Secondly, I'd like to challenge Sokol's "After all, a metaphor is usually
employed to clarify an unfamiliar concept by relating it to a more
familiar one, not the reverse." This truism, like many truisms, is not
true, as a glance up at the example above will attest: an unfamiliar
concept (the bomb) is elucidated by reference to another unfamiliar
concept (childbirth). I say childbirth is "unfamiliar" because it has,
until recently, no history, no literature, no visibility, no "publication"
culturally. Nevertheless, the ineffability of childbirth and the paucity
of its representations have done nothing to inhibit its phenomenal
success as the number one supplier of metaphors of causation, eg, birth
of the nation, birth of the language, birth of capitalism, womb of time,
poem as a child, etc (it also is a prime supplier of metaphors for metaphor).

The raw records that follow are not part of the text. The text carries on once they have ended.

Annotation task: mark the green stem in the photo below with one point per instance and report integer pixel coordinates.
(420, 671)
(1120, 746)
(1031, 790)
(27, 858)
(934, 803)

In fact, people are far more comfortable using birth-as-a-metaphor than
birth-as-a-subject. You don't need special credentials to do it -- in
fact the less you know about birth the better! By contrast, consider the
three long posts from Alison, Randolph and Vasili, all of which express
awareness regarding the limits of language, and all of which choose
testimony or personal narrative as a form.